公益通報を理由に解雇されたが無効とされた事例
事案の概要
本件は、茨城県の漁業協同組合に勤務していた2人の職員(原告Aおよび原告B)が、勤務先から普通解雇されたことに対して、解雇の無効と労働契約上の地位の確認、未払賃金および賞与の支払いを求めて訴えた事案です。
原告Aは製氷課の係長として勤務していましたが、勤務先が放射性物質の分析結果を改ざんし、さらに補助金を不正受給している疑いがあるとして、書類の提供や告発を行いました。
その後、勤務先はこれらの行為を虚偽の情報のリークや虚偽告発とみなし、原告Aを解雇しました。原告Bは販売課に勤務していましたが、上司からの叱責や業務負担などにより抑うつ状態となり、休職していたところ、「業務に耐えられない状態」として解雇されました。
原告らは、これらの解雇は「客観的に合理的な理由を欠き、社会通念上相当でない」と主張して、解雇の無効を訴えました。また、原告Aは賞与の未払い、原告Bは解雇期間中の賃金請求も併せて主張しました。
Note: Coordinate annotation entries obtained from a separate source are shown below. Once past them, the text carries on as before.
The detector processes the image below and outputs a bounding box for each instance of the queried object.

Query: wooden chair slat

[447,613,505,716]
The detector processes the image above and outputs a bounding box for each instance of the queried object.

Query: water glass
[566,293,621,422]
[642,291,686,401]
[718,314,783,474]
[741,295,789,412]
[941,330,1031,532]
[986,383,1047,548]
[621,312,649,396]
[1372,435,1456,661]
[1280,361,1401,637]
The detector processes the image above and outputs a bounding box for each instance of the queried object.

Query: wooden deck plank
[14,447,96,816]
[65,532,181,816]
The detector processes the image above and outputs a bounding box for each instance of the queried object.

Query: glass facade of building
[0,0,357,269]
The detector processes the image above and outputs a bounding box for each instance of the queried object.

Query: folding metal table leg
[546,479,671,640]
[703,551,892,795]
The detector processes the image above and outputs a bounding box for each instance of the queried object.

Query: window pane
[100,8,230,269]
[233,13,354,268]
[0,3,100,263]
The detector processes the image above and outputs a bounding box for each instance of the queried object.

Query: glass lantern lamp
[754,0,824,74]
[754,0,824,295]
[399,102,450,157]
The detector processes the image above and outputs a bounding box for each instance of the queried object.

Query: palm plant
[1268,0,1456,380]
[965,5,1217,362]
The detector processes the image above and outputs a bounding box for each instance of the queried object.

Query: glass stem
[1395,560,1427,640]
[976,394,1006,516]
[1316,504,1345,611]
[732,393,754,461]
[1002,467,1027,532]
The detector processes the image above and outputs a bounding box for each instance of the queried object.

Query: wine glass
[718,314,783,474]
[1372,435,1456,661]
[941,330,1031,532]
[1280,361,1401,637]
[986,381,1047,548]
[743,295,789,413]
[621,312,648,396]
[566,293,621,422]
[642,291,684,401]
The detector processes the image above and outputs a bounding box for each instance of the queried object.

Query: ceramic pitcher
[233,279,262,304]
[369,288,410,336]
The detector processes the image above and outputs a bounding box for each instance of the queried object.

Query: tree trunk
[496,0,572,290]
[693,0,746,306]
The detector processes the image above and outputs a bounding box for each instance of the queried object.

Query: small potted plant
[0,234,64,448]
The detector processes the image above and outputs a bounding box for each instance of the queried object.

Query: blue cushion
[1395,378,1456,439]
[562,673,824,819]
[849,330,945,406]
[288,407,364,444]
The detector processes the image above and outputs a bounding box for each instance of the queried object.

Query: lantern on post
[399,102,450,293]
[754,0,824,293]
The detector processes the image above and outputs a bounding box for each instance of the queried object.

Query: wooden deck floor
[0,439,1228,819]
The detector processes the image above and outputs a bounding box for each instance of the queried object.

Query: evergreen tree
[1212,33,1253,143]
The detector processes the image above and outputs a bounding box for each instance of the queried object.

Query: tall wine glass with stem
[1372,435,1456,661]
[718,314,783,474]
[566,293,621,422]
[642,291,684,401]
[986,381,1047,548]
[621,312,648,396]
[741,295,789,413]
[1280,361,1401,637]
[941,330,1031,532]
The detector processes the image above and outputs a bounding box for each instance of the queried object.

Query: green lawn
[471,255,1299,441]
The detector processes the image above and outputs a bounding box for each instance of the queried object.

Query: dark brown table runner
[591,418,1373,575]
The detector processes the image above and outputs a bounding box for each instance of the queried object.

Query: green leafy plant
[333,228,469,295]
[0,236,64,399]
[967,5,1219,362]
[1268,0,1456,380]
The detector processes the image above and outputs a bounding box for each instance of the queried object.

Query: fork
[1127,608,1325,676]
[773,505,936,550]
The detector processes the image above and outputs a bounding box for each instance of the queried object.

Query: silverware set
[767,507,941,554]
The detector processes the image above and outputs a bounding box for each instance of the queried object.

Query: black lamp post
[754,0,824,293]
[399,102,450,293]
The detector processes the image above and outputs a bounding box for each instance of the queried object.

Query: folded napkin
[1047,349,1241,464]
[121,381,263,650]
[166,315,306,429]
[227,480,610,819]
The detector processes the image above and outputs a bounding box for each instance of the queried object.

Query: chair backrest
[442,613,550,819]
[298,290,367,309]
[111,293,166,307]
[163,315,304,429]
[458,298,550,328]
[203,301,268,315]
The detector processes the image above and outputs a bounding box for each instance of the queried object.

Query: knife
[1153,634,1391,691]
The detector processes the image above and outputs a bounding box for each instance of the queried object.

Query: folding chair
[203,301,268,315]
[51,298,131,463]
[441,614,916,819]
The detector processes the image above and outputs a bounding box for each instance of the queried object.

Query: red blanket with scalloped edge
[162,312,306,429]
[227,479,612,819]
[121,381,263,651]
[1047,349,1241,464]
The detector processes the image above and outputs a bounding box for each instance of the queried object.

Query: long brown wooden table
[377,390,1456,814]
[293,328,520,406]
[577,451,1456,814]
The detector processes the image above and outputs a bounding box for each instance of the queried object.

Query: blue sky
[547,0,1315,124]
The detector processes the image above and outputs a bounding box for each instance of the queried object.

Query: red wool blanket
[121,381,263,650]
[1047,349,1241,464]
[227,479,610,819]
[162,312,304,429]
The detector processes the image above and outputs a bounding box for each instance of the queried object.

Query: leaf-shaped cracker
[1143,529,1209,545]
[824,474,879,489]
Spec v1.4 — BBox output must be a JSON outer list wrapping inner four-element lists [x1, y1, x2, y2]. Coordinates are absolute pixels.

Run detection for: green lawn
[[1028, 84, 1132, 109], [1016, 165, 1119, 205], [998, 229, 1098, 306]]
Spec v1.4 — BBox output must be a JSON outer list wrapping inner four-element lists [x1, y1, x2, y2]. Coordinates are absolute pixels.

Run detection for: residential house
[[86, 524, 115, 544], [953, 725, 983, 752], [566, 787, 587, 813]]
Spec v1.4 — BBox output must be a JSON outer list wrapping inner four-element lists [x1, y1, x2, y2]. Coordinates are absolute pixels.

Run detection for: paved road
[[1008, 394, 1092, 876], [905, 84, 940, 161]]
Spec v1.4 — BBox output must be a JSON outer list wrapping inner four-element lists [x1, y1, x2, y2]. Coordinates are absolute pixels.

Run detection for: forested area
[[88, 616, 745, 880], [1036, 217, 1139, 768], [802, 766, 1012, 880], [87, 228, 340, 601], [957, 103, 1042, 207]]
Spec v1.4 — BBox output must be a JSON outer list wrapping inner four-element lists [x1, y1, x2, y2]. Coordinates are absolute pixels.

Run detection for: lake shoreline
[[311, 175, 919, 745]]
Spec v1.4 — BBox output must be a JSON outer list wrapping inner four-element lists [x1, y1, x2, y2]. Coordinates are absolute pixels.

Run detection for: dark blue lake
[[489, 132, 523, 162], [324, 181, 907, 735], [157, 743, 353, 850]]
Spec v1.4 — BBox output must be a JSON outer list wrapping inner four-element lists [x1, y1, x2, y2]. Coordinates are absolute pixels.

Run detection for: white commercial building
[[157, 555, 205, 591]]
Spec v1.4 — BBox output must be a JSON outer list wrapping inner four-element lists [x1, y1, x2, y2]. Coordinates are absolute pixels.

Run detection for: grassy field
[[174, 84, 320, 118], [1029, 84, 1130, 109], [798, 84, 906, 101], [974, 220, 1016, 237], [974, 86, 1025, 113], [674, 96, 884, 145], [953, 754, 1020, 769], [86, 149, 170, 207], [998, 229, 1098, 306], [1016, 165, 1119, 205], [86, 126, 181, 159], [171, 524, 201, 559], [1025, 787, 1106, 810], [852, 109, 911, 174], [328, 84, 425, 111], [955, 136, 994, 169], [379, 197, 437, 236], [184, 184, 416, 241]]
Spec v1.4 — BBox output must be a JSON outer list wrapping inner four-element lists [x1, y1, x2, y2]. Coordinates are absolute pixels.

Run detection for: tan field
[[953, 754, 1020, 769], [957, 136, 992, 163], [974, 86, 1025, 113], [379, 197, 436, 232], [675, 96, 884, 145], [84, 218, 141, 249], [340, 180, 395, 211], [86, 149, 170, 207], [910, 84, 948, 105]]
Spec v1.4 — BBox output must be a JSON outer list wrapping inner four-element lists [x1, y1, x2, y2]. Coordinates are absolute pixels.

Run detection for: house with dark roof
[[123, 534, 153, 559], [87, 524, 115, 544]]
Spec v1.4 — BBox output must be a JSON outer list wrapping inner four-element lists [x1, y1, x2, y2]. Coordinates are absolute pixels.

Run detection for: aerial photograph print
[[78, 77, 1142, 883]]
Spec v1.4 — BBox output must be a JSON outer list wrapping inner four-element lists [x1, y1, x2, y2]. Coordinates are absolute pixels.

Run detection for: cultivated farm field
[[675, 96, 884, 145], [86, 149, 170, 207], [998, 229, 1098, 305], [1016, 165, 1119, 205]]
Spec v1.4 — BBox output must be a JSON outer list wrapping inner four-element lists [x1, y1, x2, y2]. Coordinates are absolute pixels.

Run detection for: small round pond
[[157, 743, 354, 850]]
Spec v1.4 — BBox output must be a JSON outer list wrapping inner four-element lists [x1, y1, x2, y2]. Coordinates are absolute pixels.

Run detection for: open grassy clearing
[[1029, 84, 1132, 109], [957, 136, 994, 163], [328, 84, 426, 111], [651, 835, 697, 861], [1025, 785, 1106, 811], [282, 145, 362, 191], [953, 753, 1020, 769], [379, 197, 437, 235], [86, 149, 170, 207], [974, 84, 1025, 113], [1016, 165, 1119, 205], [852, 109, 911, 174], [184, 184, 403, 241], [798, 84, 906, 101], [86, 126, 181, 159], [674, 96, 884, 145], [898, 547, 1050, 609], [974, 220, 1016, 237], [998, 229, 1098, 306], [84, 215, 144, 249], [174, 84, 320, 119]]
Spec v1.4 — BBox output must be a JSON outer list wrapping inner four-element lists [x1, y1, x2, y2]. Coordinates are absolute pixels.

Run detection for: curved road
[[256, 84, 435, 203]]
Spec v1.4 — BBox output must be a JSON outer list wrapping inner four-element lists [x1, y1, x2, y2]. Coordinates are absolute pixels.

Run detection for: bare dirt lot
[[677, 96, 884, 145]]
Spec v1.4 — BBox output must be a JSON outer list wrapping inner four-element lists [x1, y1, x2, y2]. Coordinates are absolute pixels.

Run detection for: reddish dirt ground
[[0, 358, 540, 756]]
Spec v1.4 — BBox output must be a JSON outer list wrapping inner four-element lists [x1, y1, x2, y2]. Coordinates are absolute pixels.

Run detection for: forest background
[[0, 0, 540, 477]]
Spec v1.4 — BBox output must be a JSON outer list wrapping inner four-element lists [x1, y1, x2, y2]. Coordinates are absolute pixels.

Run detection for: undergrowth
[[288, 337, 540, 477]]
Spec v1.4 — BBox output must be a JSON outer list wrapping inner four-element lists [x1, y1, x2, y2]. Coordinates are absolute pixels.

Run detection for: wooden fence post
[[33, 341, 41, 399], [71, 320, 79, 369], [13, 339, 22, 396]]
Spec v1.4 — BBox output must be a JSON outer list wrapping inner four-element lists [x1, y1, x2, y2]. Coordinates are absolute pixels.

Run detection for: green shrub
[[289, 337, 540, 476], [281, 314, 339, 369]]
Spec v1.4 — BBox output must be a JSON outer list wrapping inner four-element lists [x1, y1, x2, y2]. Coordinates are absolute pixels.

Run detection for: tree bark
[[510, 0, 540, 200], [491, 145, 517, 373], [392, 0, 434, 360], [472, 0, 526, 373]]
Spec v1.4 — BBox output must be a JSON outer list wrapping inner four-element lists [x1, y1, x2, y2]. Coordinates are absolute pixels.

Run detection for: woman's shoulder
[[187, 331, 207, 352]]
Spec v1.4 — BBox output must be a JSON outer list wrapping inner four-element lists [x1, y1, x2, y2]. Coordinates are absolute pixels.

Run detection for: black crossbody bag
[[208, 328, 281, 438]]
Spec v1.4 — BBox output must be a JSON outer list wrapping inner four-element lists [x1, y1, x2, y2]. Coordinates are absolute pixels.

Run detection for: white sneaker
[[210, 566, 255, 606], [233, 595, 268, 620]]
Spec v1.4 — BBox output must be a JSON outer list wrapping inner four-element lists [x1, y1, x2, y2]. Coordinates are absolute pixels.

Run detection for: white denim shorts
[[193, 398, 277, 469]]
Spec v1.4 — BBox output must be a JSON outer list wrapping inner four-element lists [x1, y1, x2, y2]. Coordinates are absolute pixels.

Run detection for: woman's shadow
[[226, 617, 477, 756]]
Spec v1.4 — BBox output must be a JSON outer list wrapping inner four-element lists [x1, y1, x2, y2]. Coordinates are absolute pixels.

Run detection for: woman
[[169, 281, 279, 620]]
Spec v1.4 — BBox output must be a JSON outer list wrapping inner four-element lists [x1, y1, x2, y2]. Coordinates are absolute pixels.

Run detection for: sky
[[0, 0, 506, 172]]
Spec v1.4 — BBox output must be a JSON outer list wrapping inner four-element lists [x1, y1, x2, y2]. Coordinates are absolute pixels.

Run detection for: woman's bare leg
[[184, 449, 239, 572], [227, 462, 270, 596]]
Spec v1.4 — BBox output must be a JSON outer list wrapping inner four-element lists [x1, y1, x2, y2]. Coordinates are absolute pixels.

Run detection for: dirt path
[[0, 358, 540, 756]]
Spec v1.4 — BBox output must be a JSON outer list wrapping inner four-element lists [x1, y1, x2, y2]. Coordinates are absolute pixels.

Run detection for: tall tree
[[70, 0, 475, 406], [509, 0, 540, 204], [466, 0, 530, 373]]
水戸地裁は、原告Aの行動は公益通報に該当し、虚偽の事実であるとは認められないと判断しました。また、原告Bの解雇についても、業務起因性を十分に検討していなかった点を不当とし、両名の解雇無効を認め、地位確認および賃金等の支払いを命じました。
判例のポイント
本判決のポイントは、以下の3点に整理できます。
1. 公益通報の保護
原告Aの行為は、放射性物質の検査結果改ざんおよび補助金の不正受給に疑念を持ち、書類を提出して捜査機関に告発したものでした。裁判所は、原告Aが虚偽の事実を故意に伝えたとは認められず、告発には合理的な根拠があると判断しました。この告発は公益通報としての性質を持ち、これを理由とする解雇は不当であるとしました。
2. 業務起因性の確認義務
原告Bについては、抑うつ状態の原因が業務にあると主張しました。裁判所は、叱責や業務負担、心理的圧迫などがあったことを認定し、企業側が病状や復職可能性を十分に確認しなかった点を問題視しました。
3. 賞与・賃金の支払義務
解雇が無効とされたことで、労働契約上の地位が継続しており、その間の未払い賃金や賞与についても企業には支払義務があると判断されました。
まとめと実務上の教訓
本事例から、企業が内部通報や精神疾患による休職者を解雇する際の注意点が明確になりました。
まず第一に、公益通報への対応の重要性です。通報者に対して安易な懲戒処分を行うと、法的なリスクが高まります。
次に第二に、精神疾患により休職している従業員を解雇する場合には、その原因が業務にあるかどうかや、復職の可能性について慎重に確認する必要があります。
さらに第三に、賞与や賃金の支払いについては、就業規則や過去の支給実績に基づいて合理的に判断することが求められます。
企業としては、透明性のある対応と、通報を封じない健全な職場風土を整備することが重要です。